Starting with Vision API’s simple image processing, we used its optical character recognition (OCR) to collect license plates and VINs. We then used TensorFlow to build custom algorithms and machine learning models for image recognition and vehicle data extraction, which enables us to collect other important information like vehicle make and model, damage information, and parts for repairs. In addition, Cloud GPUs (Graphics Processing Units) and TPUs (Tensor Processing Units) enabled us to accelerate our data model processing and increase our ability to train large, complex models faster. 

Now, all we need is a picture of the damaged car—and Qapter does the rest. Once Qapter has the image, it compares it against our massive repository of claims images to estimate the extent of the damage, recognizes the vehicle’s make and model, identifies what parts are needed, and estimates the final repair cost.

From breakdown to breakthrough 

We started rolling out the new Qapter in France and the Netherlands during 2020, and there’s no doubt that it has dramatically changed the entire claims experience. Our customers are thrilled with the new AI-based approach. Instead of sending a claims adjuster to examine a vehicle physically, all a driver has to do now is take a picture of the car, upload it, and start the process.  

It’s been a game-changer—within months of the initial launch, Qapter could auto-authorize 50% of damage claims, reducing estimation costs by nearly half. It has also provided an unexpected benefit across the entire damage claims value chain during the COVID-19 pandemic. While Qapter reduces time and costs for drivers, insurers, and auto repair providers—ultimately, it also cuts down on the need for human interaction. 

Even in a world of social distancing, necessary services must still be available.
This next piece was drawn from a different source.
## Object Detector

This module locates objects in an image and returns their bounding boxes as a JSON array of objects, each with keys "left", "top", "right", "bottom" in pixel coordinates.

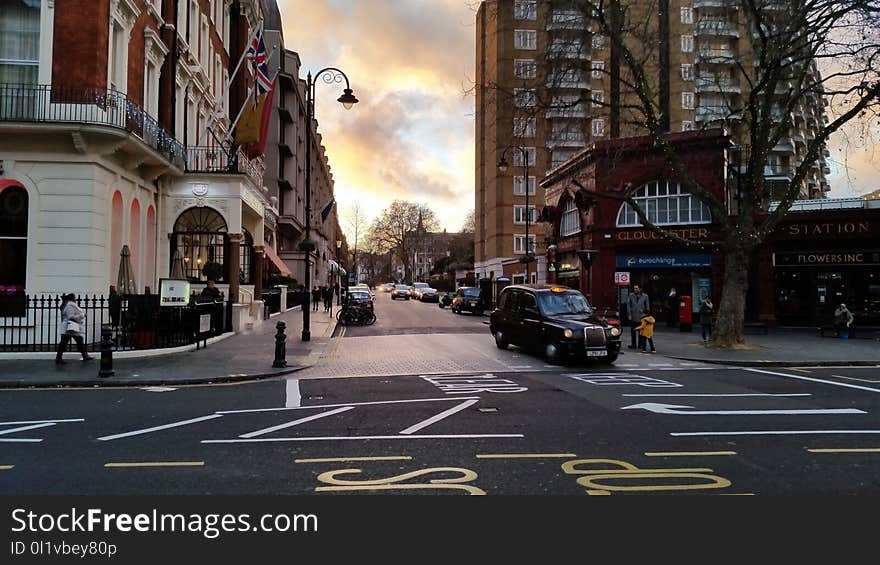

Qapter keeps the vehicle repair cycle running smoothly, so drivers can get back on the road, repair shops can continue working, and insurance companies don’t have to send out employees to assess claims in person.

At Solera, we want to continue developing and building new products and services on top of the new Google Cloud framework we’ve created. Computer vision has a lot of applications within the damage estimation space, such as window and windshield damage, insurance coverage assessments, rental or lease returns, and fraud detection. Google Cloud isn’t just a spot solution for solving an issue, it’s a core competency for us that can be leveraged across the entire company.